大活躍した甲子園球児が鳴り物入りでプロに入るように、今回「巨神兵東京に現る」をつくったスタッフは、まさに技術・精神の両面で「一生懸命の甲子園」「クリエーターの甲子園」で球場をゆるがした経験がある、文化系的超エリート。その超エリートだからこそ、あれだけの緊張や苦労に満ちた撮影を楽しみ、あれだけの笑顔を見せているのだと思う。
だから簡単にマネをするわけには行かないし、それはそもそも不可能だと思うが、だからこそ、すごいプロ野球選手の美技、記録におどろくように、困難を「撮る」ことにいどむクリエイターの超人性を見物する場所、と考えてもいいのかもしれない。
ではあるけれども・・・「CG時代のミニチュア」は別れの予感を漂わせ・・・
だけれども、その超人たちが創意工夫を凝らしたミニチュア特撮なのだが・・・結局、今回は「そういう昭和の特撮を見せますよー」というコンセプトだからそれをやった、ということを超える意味があるかは微妙だ。

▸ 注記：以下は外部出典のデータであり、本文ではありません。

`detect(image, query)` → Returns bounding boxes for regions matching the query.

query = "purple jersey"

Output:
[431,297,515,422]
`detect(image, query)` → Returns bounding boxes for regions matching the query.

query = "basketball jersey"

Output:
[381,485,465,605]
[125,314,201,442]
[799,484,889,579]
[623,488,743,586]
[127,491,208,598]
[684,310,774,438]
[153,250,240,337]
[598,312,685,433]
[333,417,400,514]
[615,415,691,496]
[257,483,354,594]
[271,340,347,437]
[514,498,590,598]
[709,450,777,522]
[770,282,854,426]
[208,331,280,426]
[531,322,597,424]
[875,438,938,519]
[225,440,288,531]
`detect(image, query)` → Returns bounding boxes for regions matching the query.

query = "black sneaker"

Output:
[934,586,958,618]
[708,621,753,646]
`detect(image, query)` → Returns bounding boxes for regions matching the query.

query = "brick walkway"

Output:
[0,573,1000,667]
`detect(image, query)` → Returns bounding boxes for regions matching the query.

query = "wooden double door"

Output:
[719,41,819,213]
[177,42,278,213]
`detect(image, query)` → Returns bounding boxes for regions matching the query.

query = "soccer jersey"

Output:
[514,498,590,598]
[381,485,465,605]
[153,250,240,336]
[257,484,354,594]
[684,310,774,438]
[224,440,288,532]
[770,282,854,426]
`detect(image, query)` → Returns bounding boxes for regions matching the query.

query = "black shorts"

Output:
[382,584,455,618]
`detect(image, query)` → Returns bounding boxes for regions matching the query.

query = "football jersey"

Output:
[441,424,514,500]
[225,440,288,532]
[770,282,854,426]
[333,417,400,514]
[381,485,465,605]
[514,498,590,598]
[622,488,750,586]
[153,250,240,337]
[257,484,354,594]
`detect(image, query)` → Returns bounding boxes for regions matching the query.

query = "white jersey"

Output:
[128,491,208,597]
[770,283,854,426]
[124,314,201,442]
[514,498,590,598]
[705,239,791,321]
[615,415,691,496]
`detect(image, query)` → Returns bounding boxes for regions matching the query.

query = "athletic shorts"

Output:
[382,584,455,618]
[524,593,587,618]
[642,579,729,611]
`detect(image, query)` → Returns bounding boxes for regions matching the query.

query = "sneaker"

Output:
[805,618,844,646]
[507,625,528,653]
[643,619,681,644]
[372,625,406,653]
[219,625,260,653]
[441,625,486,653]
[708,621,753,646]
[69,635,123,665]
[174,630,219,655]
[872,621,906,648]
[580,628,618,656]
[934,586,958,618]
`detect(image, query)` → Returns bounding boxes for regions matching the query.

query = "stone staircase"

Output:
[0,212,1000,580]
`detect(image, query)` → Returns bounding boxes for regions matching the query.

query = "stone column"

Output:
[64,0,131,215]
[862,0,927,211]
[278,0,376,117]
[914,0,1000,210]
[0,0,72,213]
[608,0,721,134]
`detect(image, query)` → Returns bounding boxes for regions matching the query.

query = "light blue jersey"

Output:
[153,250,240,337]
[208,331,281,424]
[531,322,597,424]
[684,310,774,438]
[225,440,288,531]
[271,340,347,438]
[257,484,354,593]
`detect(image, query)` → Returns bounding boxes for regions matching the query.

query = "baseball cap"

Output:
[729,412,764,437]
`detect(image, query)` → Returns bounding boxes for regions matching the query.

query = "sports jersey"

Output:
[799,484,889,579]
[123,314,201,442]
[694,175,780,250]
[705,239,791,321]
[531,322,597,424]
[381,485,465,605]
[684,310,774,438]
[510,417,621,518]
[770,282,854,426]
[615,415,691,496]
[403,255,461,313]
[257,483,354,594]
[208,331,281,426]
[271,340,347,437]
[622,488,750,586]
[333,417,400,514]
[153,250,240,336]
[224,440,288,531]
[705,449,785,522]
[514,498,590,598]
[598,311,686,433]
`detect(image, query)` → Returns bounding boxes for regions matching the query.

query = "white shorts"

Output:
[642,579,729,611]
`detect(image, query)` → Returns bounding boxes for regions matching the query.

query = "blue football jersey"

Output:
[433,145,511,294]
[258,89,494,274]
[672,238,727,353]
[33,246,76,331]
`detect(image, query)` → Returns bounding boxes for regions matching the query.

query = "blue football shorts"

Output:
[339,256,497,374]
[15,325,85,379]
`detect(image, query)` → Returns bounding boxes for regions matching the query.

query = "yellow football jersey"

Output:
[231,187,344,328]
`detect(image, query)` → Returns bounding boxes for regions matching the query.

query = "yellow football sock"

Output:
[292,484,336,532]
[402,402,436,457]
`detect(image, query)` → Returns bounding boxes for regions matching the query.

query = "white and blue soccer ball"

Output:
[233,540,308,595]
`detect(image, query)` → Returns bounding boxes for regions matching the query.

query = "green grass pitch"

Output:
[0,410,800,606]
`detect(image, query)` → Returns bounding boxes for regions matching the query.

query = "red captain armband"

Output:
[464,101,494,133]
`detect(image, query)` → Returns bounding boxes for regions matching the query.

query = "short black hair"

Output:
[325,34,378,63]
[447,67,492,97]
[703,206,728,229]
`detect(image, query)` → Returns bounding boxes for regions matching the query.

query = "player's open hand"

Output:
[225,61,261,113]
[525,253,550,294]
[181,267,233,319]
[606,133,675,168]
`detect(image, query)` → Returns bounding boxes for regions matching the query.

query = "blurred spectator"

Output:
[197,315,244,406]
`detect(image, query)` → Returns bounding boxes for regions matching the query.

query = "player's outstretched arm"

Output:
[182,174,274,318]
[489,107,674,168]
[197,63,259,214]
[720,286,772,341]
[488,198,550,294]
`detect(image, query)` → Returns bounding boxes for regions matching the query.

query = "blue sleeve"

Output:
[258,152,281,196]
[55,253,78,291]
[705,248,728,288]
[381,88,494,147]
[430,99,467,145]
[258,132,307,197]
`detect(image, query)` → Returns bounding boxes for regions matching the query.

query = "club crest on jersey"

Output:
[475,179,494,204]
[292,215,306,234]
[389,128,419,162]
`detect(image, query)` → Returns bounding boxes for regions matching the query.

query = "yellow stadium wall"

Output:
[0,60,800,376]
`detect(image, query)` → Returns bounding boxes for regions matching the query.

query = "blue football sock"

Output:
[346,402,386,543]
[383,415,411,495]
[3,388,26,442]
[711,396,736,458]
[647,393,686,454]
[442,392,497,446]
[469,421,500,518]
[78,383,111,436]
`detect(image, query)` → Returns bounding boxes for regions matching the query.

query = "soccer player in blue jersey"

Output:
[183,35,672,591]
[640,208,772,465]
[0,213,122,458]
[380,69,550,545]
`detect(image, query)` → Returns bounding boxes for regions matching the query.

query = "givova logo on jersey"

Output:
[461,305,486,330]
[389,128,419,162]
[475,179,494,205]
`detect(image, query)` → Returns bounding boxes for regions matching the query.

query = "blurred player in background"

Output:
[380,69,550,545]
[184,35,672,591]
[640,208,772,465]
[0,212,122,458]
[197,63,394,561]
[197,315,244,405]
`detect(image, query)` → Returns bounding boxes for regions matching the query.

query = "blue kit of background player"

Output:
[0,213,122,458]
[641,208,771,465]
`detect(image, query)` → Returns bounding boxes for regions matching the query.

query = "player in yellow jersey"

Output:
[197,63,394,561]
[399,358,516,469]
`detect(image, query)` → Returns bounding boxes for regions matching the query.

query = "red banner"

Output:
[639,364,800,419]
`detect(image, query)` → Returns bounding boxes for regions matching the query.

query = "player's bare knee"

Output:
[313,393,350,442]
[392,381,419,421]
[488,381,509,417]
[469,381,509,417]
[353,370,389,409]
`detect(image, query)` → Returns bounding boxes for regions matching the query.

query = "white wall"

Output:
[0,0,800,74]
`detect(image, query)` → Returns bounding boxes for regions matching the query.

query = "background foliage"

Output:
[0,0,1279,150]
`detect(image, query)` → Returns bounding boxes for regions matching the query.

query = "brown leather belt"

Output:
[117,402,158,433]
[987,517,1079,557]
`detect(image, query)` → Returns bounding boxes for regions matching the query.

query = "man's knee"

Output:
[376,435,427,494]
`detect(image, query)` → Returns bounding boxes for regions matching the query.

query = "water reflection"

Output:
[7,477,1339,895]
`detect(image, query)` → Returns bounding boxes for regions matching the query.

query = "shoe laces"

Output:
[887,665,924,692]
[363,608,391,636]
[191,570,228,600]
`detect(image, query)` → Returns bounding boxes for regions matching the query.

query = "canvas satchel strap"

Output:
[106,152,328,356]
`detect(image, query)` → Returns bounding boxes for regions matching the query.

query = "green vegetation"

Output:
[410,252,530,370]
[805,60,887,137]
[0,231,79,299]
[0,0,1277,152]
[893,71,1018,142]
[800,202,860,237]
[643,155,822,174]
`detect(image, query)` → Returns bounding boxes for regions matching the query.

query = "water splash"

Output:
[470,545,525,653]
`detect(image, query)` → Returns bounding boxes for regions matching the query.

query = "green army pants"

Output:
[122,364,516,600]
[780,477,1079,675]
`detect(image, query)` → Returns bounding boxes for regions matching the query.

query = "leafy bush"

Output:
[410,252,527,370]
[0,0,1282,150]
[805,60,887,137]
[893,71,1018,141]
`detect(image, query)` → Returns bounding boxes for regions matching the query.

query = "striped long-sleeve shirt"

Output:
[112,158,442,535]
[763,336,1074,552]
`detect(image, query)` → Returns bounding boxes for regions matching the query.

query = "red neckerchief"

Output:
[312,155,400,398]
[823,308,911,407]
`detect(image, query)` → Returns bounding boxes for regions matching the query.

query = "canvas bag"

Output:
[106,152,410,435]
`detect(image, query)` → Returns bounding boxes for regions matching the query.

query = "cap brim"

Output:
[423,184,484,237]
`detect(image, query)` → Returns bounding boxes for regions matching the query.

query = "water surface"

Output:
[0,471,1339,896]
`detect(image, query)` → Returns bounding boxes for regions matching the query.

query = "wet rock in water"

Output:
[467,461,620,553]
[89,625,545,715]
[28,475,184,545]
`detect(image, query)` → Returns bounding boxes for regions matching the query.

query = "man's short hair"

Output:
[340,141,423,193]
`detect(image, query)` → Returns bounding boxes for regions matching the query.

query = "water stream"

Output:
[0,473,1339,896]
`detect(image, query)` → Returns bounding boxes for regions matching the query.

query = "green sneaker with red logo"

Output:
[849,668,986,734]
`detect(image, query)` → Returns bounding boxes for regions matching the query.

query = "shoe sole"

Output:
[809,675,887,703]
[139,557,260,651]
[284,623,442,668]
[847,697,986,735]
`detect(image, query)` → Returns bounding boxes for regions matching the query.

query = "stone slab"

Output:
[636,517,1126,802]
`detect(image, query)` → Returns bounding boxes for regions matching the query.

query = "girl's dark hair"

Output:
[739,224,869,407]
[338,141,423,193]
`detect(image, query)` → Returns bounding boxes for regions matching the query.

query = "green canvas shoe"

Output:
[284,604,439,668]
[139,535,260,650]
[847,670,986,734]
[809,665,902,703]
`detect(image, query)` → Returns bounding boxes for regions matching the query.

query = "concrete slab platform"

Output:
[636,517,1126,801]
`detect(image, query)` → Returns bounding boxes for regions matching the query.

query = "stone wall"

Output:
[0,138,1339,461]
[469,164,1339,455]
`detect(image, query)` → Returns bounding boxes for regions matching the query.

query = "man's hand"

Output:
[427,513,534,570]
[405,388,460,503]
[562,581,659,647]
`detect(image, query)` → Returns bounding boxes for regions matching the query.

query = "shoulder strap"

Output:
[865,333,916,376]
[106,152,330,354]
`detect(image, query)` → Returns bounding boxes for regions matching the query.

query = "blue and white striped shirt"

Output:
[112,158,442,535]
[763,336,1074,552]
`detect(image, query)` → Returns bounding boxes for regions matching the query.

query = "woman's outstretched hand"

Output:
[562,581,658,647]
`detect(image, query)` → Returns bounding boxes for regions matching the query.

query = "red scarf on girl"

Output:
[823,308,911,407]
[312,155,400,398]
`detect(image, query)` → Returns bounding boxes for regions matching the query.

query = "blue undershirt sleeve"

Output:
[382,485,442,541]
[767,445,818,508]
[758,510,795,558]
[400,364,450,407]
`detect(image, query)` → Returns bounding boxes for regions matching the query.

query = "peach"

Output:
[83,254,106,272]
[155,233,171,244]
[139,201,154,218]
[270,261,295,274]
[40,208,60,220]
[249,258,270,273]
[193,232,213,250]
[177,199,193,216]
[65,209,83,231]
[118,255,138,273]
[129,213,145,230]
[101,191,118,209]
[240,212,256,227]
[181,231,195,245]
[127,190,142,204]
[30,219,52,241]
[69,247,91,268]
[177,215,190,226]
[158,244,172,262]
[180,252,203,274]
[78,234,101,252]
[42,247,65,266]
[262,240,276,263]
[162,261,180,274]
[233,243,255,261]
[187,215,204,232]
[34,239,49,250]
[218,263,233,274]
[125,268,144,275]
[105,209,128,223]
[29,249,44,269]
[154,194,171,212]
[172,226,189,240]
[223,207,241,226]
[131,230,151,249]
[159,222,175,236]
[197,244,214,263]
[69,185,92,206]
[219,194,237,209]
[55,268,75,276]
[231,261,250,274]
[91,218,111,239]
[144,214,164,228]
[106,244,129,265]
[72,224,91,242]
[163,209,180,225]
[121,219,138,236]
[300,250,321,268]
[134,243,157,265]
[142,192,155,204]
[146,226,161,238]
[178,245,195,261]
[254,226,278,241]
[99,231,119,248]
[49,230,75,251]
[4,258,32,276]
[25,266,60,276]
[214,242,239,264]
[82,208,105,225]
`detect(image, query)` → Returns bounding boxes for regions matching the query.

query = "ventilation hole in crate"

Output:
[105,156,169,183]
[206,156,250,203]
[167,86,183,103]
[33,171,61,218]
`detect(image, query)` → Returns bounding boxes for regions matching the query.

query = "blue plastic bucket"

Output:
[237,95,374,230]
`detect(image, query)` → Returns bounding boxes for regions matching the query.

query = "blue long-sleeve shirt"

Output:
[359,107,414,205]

コストや手間で、どのぐらいの差があるのか分からないけど、やはり怪獣も、爆発も、燃える街並みも・・・「CGでやればいい。そっちのほうが安く、リアルだ」という場面は増えることこそあれ、減ることはないでしょう。
いわばこの特撮博物館は
「おじいさんのランプ」なのかもしれない。
http://www.aozora.gr.jp/cards/000121/files/635_14853.html
そんな寂しさも感じることで、さらに味わい深くなっている。